Abel Ferreira ainda não sabia disso, mas a vitória de seu PAOK sobre o Benfica de Jorge Jesus, na terceira fase preliminar da Champions League, em setembro do ano passado, foi como um rito de passagem.

Metaforicamente, o sucesso diante do técnico campeão da Libertadores com o Flamengo abriu a porta para que ele seguisse pelo mesmo caminho. Jesus representava um passado recente vitorioso no Brasil, e seu compatriota Abel, a continuação do sucesso lusitano em terra brasilis.

Campeão da América, o Palmeiras determina pelo segundo ano consecutivo que o idioma futebolístico reinante no continente é o português, que mistura as diferentes linguagens do Brasil, presentes em seus jogadores e na sua torcida, com o inconfundível sotaque de Portugal, característica natural de seu treinador.

Pela primeira vez na história da Copa Libertadores, técnicos estrangeiros de um mesmo país são campeões, de forma consecutiva, por dois clubes diferentes. A dobradinha portuguesa ainda não é suficiente para ser chamada de domínio, mas certamente marca uma tendência. Que também, por consequência, dá lugar ao modismo de contratar simplesmente por ser estrangeiro ou falar outro idioma.

Na esteira do sucesso de Jorge Jesus com o Flamengo, outros clubes brasileiros foram atrás de portugueses para comandarem suas equipes.

O Santos foi atrás de Jesualdo Ferreira, que treinou Abel no Braga e é uma referência para o agora técnico palmeirense. Augusto Inácio começou 2020 no Avaí e Ricardo Sá Pinto assumiu o Vasco. Nenhum deles, porém, conseguiu repetir o impacto de Jorge Jesus —foram demitidos com baixo desempenho.

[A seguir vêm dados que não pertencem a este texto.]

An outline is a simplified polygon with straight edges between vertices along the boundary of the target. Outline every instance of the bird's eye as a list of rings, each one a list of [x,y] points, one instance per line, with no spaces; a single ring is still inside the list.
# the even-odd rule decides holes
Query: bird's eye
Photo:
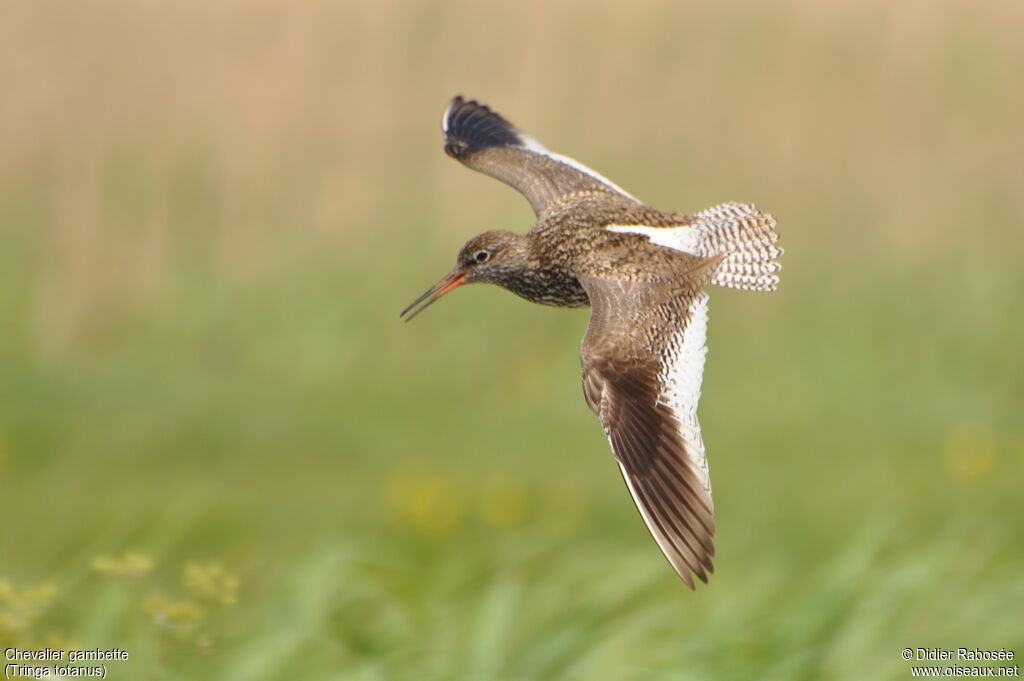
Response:
[[[473,260],[477,262],[487,262],[491,259],[490,251],[477,251],[473,254]]]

Somente Abel Ferreira continuou, com sucesso, a linha de sucessão estabelecida por Jesus, e em tempo menor que seu compatriota.

Da contratação em novembro ao título da Libertadores, no Maracanã, foram pouco menos de três meses. E ainda há a possibilidade de levantar a taça da Copa do Brasil.

Curioso imaginar que, quando eliminou o Benfica na Champions, o português de 42 anos não era a prioridade do clube alviverde para substituir Vanderlei Luxemburgo. Nem o título do Campeonato Paulista sobre o rival Corinthians manteve o então treinador após uma sequência de resultados ruins no Campeonato Brasileiro.

O principal alvo palmeirense era Miguel Ángel Ramírez, no Independiente Del Valle (EQU). Com o espanhol, a diretoria buscava para o time uma forma de jogar que, além de competitiva, fosse também atraente aos olhos do torcedor.

Mas Ramírez pediu ao Palmeiras algo que o clube não estava disposto a lhe oferecer: tempo. O treinador, que chegou em 2018 ao Del Valle e implementou no jogo dos equatorianos a escola posicional, queria vir ao Brasil só depois que sua equipe encerrasse a participação na Libertadores. Justamente o torneio que os alviverdes, entre dirigentes e torcedores, sonhavam em reconquistar há duas décadas.

A impaciência com as exigências de Miguel Ángel Ramírez renovou a busca por técnicos. Era preciso, entretanto, que fosse estrangeiro.

Com investidas frustradas no mercado sul-americano, a bola da vez passou a ser Abel Ferreira. No entendimento da diretoria, o português reunia características que casavam com o perfil da equipe, especialmente o aproveitamento de jovens atletas formados no clube, e que seria capaz de fazer o time competitivo. Deu casamento.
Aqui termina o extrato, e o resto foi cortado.